Canceling like terms

(2r^2)(dc/dt) = dv/dt

(1/2r^2) (dv/dt) = (dc/dt)

Now I was curious and wanted to graph the function just for fun. I know dv/dt is some number so I assumed it is 3. This yields
3/2r^2 = dc/dt
If I were to graph this function on a graphing utility would I be getting the circumference on the y-axis and time on the x? I ask this because the function is decreasing but the circumference of the balloon is increasing. Please help.

JosephTraverso2 said:
Where did you get this idea? dC/dt is positive which means that C increases as time increases. The r2 in the denominator means that C is increasing at a decreasing rate as the balloon grows larger, not that C is decreasing.
If you were to graph this, you need to integrate first to find C as a function of time. You would plot C on the vertical axis and t on the horizontal axis.

Last edited:
Clear and concise answer much thanks. But I'm currently in a pre-calculus class and we have not gone over integration yet. If it is not too much trouble can you please show how to do it to obtain circumference as a function of time? Thanks once again

JosephTraverso2 said:
Clear and concise answer much thanks. But I'm currently in a pre-calculus class and we have not gone over integration yet. If it is not too much trouble can you please show how to do it to obtain circumference as a function of time? Thanks once again
Is the statement of the problem exactly as was given to you? If so, then you cannot figure out what C as a function of time looks like because you need to know what dV/dt is, i.e. how the volume is increasing. You assumed as an example that it is 3, but is it really? Furthermore, is dV/dt constant or does itself depend on time? So if dV/dt is not given, you cannot do anything more than you have already done.

JosephTraverso2 said:
But I'm currently in a pre-calculus class and we have not gone over integration yet.
Thread moved. Problems involving derivatives are definitely in the bailiwick of calculus, regardless of whether the class you are taking is called "precalculus."
Please post problems involving derivatives and related rates in the Calculus & Beyond Homework section - thanks...

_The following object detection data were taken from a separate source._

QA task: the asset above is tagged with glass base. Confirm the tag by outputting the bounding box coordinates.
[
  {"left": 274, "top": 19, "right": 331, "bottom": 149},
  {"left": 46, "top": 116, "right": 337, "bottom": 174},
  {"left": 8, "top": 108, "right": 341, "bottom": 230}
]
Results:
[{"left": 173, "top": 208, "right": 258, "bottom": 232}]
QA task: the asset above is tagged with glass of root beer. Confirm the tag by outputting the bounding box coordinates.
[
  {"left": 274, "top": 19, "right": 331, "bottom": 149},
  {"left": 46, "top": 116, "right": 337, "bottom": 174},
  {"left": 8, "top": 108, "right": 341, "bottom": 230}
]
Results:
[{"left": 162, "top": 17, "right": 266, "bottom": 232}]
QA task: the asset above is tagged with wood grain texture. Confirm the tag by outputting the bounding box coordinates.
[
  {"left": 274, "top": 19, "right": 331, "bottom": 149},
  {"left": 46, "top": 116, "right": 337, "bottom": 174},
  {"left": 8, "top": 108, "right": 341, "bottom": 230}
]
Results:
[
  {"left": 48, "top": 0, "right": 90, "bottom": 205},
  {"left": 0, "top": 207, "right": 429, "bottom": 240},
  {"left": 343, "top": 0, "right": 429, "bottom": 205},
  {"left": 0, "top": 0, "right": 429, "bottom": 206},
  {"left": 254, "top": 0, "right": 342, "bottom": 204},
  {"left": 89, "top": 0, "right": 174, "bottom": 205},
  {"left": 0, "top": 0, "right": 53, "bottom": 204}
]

## 1. What is the definition of the derivative of a balloon's circumference?

The derivative of a balloon's circumference is the rate of change of its circumference with respect to its radius. It measures how much the balloon's circumference changes for a small change in its radius.

## 2. How do you find the derivative of a balloon's circumference?

To find the derivative of a balloon's circumference, you can use the formula for the derivative of a circle's circumference, which is 2π. This means that the derivative of a balloon's circumference is always 2π.

## 3. Why is finding the derivative of a balloon's circumference important?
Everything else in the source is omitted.